We’ll see. It’ll be Donald Tusk.

Have many people asked you whom Hungary is backing?

I’m dealing with a situation in which European politics is organised along party lines, and the Hungarian governing parties – both the Christian Democrats and Fidesz – belong to the European People’s Party. The People’s Party has a joint candidate: a single joint candidate. And as we belong to this party, clearly we’ll support that candidate.

Thank you very much.

We’ll leave the other debates related to this matter to those involved in Polish domestic political life.

Do you support Donald Tusk?

We support the candidate of the EPP, up to now this is the case.

Previously you have spoken about Donald Trump. What is your opinion of the changes Donald Trump has done in the immigration policy, the changes in visas?

It is not easy to be a good European if you are a Central European as well. Europeans have different historical experiences, different basic instincts in basic issues, traditional values. So we try to be good Europeans, but at the same time also we would like to stay Polish, Hungarians, Czechs and so on. Up to now we have proved to be good Central Europeans and Europeans at the same time. And of course that difference is obvious in the issue of the migration. Now the Central European approach is getting more and more common, may I say. Originally the Westerners opposed very much what we have done, but now I think we are getting closer and closer to the reality.

We are getting closer to the elections in the Netherlands and France, with big populists. Does it pose a major challenge to Europe?

In Europe we don’t use that phrase so easily as you do – I mean populist – because in Europe people elect what they would like to elect; and, whatever they are, if they are elected by the people they become the leaders.

Here in Brussels leaders said that if Le Pen wins, the EU may end as we know it.

The elite has a different approach than the people. The elite likes to speak about populists, and people like to speak about people they elect.
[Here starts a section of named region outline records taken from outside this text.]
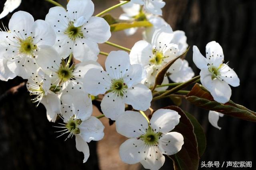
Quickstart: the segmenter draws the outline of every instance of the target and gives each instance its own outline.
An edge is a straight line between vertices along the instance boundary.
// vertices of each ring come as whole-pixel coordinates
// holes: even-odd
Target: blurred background
[[[92,0],[96,14],[118,3],[115,0]],[[57,1],[66,6],[66,0]],[[240,78],[240,85],[232,88],[235,102],[256,111],[256,1],[255,0],[166,0],[163,17],[174,30],[184,31],[190,46],[197,45],[203,54],[206,44],[216,41],[222,46],[225,62],[234,68]],[[2,10],[5,0],[0,1]],[[14,12],[24,10],[35,20],[45,18],[53,6],[44,0],[23,0]],[[120,8],[111,13],[116,18]],[[12,14],[2,20],[8,25]],[[112,33],[110,41],[131,48],[142,39],[140,29],[135,35],[126,37],[122,31]],[[118,49],[106,45],[101,51],[109,52]],[[199,70],[192,61],[192,49],[186,59],[196,75]],[[105,57],[99,56],[103,64]],[[0,82],[0,96],[6,90],[24,81],[17,77],[8,82]],[[141,170],[140,164],[130,165],[121,161],[118,154],[120,145],[126,140],[117,134],[114,124],[109,126],[106,118],[101,119],[106,128],[105,136],[98,142],[89,145],[90,156],[82,163],[83,154],[76,149],[74,139],[56,138],[56,130],[46,117],[42,105],[35,107],[25,88],[17,94],[1,100],[0,97],[0,169],[5,170]],[[201,161],[250,161],[256,169],[256,124],[227,116],[220,119],[220,131],[208,121],[208,111],[196,108],[184,101],[182,108],[198,119],[206,134],[207,146]],[[155,107],[166,106],[162,101]],[[100,114],[94,107],[94,115]],[[172,163],[168,158],[162,170],[172,169]]]

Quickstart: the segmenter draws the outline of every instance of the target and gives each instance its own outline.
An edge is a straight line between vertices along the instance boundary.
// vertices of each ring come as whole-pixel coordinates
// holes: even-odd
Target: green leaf
[[[169,68],[172,65],[174,62],[178,60],[180,58],[182,58],[185,56],[188,51],[189,50],[190,47],[188,47],[188,49],[185,51],[182,54],[180,55],[180,56],[177,57],[175,59],[172,60],[169,62],[168,63],[167,63],[164,66],[161,68],[161,70],[158,72],[156,74],[156,80],[155,81],[155,86],[157,85],[160,85],[162,84],[162,83],[163,82],[163,81],[164,81],[164,76],[165,74],[166,73],[166,72],[168,70]]]
[[[256,122],[256,113],[231,100],[225,104],[216,102],[204,87],[196,84],[188,94],[186,100],[199,107],[213,110],[238,118]]]
[[[206,139],[204,132],[203,128],[198,122],[196,119],[193,115],[186,111],[186,115],[190,119],[193,124],[194,128],[194,132],[196,137],[196,140],[198,143],[198,147],[199,156],[200,157],[203,155],[204,150],[206,147]]]
[[[181,116],[180,123],[172,131],[178,132],[183,136],[184,144],[179,152],[168,156],[173,162],[174,169],[197,170],[199,163],[199,155],[193,124],[185,113],[179,107],[170,106],[164,109],[175,110]]]
[[[106,14],[102,17],[108,22],[110,25],[111,24],[116,23],[118,22],[115,18],[114,18],[111,15]]]
[[[110,25],[111,31],[118,31],[134,27],[151,27],[152,24],[148,21],[135,21],[131,23],[122,22]]]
What do you think of Le Pen’s message?

Which one?

What do you think of her odds to win?

It is a complicated issue; she has a complicated programme so it deserves more than one sentence here.

What do you think of Donald Tusk?

He was not evaluated as a person at all. The European politics is organized on a party basis and the EPP has a candidate: the EPP party supports the EPP candidate. We will see what will happen if there is new candidate – and up to now there has not been a new candidate. There was one, Saryusz-Wolski is a great friend of mine, but he has stepped back. I invested a lot of energy to find a compromise, a peaceful arrangement of the situation, because we will elect someone who is not supported by his own government. It is a very complicated issue, so we tried to find a way to reconcile the positions, but we were not successful.